A crescente autonomia do campo científico analisada por Gandra (2013) não se traduz, a
nosso entender, em uma real influência política. A falta de legitimidade autorreferenciada -isto é,
sem necessidade de se refletir em objetivos econômicos ou políticos- faz com que o Programa
Antártico tenha diminuído a sua importância ao interior da definição da Política Externa do Brasil.
A desarticulação do funcionamento da CONANTAR a partir de 2007, a escassa estrutura dedicada à
questão no Ministério das Relações Exteriores, a necessidade de debate contínuo sobre a viabilidade
orçamentária do programa (CARDONE, Mai 2014) entre outros, levantam sérios interrogantes
sobre o futuro da participação brasileira na Antártida.

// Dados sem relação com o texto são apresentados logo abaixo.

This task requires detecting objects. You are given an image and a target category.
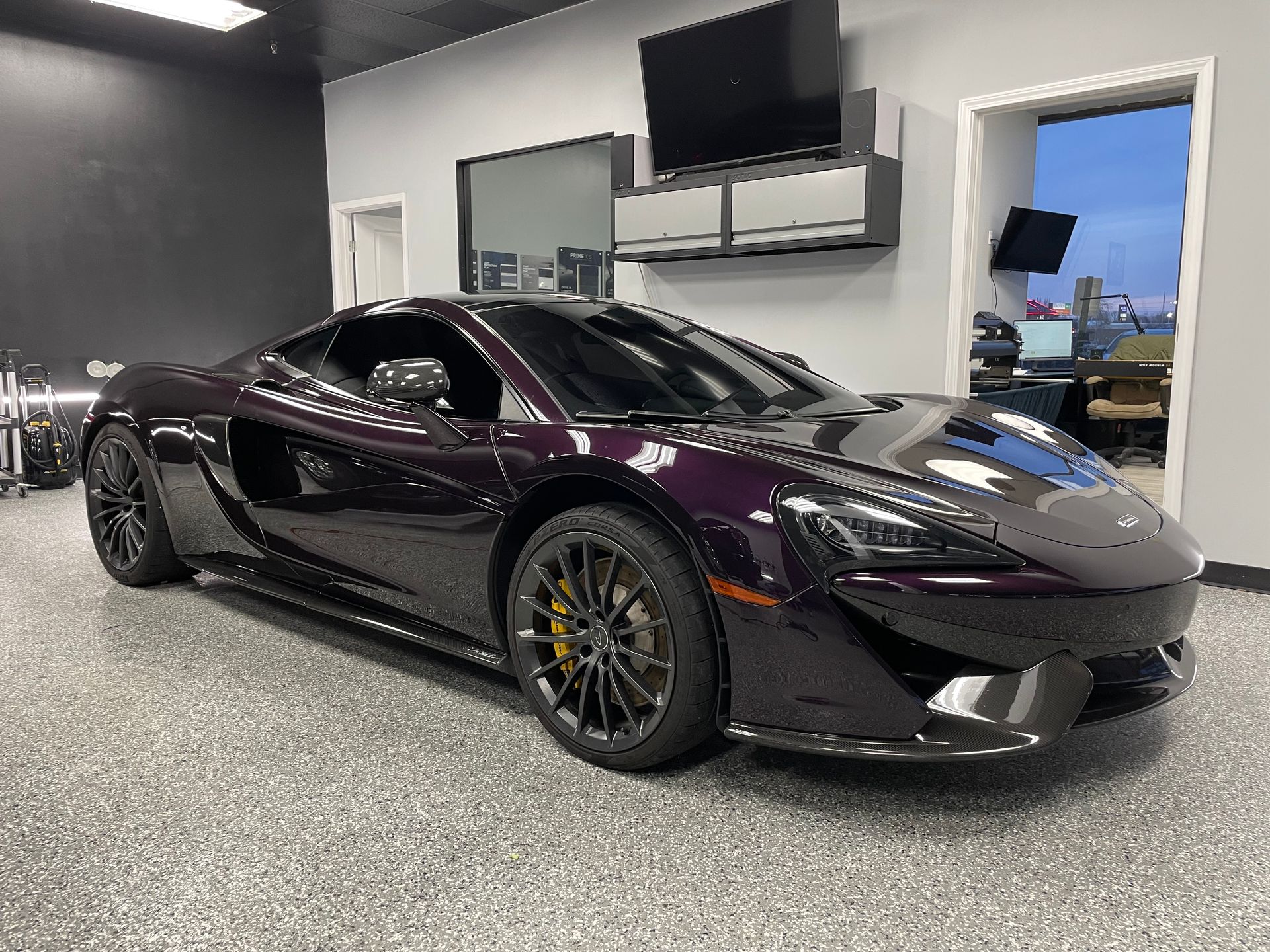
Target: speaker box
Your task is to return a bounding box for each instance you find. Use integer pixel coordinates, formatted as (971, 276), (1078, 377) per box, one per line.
(842, 89), (899, 159)
(609, 135), (653, 192)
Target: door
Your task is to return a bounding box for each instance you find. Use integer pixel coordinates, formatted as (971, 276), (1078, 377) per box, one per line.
(351, 210), (405, 305)
(230, 313), (511, 643)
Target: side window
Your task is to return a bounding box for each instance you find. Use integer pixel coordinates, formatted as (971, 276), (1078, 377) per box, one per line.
(315, 313), (515, 420)
(278, 327), (338, 377)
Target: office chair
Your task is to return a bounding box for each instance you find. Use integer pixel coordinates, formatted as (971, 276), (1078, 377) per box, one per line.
(1085, 334), (1173, 469)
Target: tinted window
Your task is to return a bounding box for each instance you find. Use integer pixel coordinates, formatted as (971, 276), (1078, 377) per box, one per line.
(315, 313), (503, 420)
(278, 327), (335, 376)
(472, 303), (872, 415)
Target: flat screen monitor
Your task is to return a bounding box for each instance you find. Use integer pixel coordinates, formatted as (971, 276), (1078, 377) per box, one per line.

A presença de uma dinâmica ligada ao pensamento do territorialismo antártico brasileiro
parece impedir a geração de uma estratégia de legitimação do envolvimento brasileiro na Antártida
mais consonante com os interesses científicos e com a etapa de desenvolvimento científico atual do
Brasil, que acompanhe de modo mais coerente a evolução que o próprio STA tem experimentado
nas últimas décadas. Paradoxalmente, uma visão menos territorialista e mais sensível às
necessidades de desenvolvimento científico, permitiria a geração de uma política antártica mais
expansiva, fortalecendo a presença do Brasil e reforçando seu capital científico, social e simbólico.